Y es que las actividades de narcomenudeo y microtráfico permiten a las mujeres continuar desempeñando tareas domésticas y de cuidados, de las que son frecuentemente responsables, y generar ingresos extras. Pero esta incursión en el delito no debe ser entendida como producto de iniciativas de personas aisladas que actúan individualmente. Por el contrario, la participación de las mujeres en el comercio ilegal de estupefacientes forma parte de una cadena mucho más compleja, donde los puestos ocupados por ellas son generalmente los de menor jerarquía y mayor visibilidad.
Así, el accionar delictivo de las mujeres no responde necesariamente a ninguna de las dos representaciones simplificadoras que a menudo aparecen en el debate público. Por un lado, las provenientes de las visiones más conservadoras, que describen a la mujer que ha cometido delitos como un ser masculinizado, que rompe no sólo con la conformidad con la ley, sino también con los ideales de feminidad y los deberes propios de su género.
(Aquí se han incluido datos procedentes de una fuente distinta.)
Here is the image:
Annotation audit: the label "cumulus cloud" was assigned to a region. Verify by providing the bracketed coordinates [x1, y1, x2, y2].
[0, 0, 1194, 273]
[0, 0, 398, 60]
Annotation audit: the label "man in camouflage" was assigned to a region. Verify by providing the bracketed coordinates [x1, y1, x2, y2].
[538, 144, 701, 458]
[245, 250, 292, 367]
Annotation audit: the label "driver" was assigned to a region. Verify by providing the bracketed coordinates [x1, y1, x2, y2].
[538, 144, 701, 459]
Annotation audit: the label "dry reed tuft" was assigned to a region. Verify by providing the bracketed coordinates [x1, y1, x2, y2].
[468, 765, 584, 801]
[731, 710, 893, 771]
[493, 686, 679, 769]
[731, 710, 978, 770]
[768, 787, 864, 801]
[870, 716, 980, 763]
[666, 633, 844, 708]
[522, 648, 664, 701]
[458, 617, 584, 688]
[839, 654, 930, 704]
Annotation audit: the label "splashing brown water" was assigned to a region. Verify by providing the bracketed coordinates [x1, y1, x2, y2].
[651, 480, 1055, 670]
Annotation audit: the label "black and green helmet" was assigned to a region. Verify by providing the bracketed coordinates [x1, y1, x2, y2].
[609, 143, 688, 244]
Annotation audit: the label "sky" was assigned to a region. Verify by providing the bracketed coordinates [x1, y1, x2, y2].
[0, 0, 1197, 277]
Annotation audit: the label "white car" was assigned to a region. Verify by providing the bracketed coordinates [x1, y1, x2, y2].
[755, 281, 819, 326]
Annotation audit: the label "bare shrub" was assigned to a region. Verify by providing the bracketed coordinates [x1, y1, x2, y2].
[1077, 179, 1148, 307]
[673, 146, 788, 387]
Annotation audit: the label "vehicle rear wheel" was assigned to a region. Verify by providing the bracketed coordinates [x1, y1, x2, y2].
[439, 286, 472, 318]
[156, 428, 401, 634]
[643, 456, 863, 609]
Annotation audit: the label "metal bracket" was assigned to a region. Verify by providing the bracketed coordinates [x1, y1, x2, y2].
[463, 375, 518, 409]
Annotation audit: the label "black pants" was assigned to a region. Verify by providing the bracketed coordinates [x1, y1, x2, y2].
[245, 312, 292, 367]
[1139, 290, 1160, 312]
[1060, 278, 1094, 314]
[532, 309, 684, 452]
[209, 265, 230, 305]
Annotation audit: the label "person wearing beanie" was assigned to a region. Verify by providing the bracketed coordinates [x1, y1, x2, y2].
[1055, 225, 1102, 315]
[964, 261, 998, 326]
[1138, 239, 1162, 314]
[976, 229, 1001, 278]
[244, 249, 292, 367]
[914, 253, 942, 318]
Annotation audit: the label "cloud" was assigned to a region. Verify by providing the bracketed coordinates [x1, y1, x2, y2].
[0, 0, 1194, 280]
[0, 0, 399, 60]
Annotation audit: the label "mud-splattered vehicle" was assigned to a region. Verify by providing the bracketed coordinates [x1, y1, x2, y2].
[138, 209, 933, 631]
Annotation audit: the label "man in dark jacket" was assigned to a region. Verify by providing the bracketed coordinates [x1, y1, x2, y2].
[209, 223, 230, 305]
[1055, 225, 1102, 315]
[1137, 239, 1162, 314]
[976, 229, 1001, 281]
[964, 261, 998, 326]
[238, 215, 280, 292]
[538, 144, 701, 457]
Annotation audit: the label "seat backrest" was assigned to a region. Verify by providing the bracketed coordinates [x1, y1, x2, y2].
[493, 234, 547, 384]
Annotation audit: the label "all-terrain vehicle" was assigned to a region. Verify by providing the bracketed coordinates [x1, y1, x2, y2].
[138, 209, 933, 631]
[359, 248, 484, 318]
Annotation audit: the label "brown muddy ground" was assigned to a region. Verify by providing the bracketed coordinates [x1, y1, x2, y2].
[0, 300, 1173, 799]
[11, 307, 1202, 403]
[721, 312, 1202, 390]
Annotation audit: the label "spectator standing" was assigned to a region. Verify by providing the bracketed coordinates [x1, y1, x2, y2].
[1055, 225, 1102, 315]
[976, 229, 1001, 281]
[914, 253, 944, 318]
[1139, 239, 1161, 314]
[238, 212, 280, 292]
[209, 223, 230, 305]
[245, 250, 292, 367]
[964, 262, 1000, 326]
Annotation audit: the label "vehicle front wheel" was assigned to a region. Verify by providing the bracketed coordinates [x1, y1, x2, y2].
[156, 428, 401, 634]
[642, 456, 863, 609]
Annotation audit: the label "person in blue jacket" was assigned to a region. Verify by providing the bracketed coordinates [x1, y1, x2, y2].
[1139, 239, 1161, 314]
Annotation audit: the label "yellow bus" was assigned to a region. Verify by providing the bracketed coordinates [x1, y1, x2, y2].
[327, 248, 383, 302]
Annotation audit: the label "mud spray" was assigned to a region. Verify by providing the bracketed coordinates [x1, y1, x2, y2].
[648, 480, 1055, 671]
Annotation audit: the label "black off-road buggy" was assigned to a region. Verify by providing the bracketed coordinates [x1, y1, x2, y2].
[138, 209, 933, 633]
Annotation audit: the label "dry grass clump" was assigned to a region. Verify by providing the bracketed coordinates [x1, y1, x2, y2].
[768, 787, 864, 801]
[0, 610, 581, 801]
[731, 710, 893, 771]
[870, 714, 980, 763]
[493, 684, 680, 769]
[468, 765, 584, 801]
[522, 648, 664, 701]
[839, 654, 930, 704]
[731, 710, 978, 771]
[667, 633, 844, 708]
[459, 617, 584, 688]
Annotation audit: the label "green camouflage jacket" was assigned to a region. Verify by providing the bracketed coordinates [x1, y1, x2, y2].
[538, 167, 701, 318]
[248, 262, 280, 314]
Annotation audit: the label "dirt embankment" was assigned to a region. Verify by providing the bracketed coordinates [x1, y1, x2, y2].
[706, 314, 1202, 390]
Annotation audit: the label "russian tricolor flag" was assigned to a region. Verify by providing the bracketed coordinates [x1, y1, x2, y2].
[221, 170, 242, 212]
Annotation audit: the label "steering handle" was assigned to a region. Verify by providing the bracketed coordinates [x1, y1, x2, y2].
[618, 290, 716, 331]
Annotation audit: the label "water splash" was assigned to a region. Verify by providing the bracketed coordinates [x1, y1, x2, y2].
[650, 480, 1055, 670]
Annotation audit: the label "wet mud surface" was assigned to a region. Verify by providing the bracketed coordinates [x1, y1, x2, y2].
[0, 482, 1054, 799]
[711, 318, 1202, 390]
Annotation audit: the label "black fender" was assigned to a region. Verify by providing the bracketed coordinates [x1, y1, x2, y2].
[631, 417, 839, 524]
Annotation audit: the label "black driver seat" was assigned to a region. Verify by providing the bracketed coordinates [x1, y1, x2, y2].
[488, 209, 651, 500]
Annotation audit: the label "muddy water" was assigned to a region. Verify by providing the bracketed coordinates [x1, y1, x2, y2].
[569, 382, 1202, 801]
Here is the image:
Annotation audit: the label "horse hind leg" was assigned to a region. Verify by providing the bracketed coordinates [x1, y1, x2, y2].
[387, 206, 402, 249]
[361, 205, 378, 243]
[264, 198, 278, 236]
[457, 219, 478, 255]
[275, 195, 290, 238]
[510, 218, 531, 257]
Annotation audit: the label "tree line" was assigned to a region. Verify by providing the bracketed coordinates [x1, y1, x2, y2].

Por otro, las de ciertas versiones del feminismo, que a menudo la conciben como simple víctima de la opresión patriarcal y cuyo accionar se entiende como mera reacción ante esta situación.
No se trata de victimizar a las mujeres que incurren en el delito. Pero sí resulta necesario comprender que los condicionantes que limitan sus oportunidades de desarrollo en el mundo de la legalidad también se reproducen e intensifican en el ambiente delictivo. Esta constatación cobra especial relevancia en un contexto como el actual, en el que los pedidos punitivos tienden a homogeneizar el trato hacia quienes se han involucrado en ciertos hechos delictivos, más allá de sus niveles de participación en la actividad. Y, sobre todo, tienden a olvidar que las consecuencias negativas del castigo y, en particular, del encierro, no quedan acotadas a quienes han infringido la ley, sino que impactan asimismo en las personas que dependen de ellas, básicamente, sus hijos e hijas.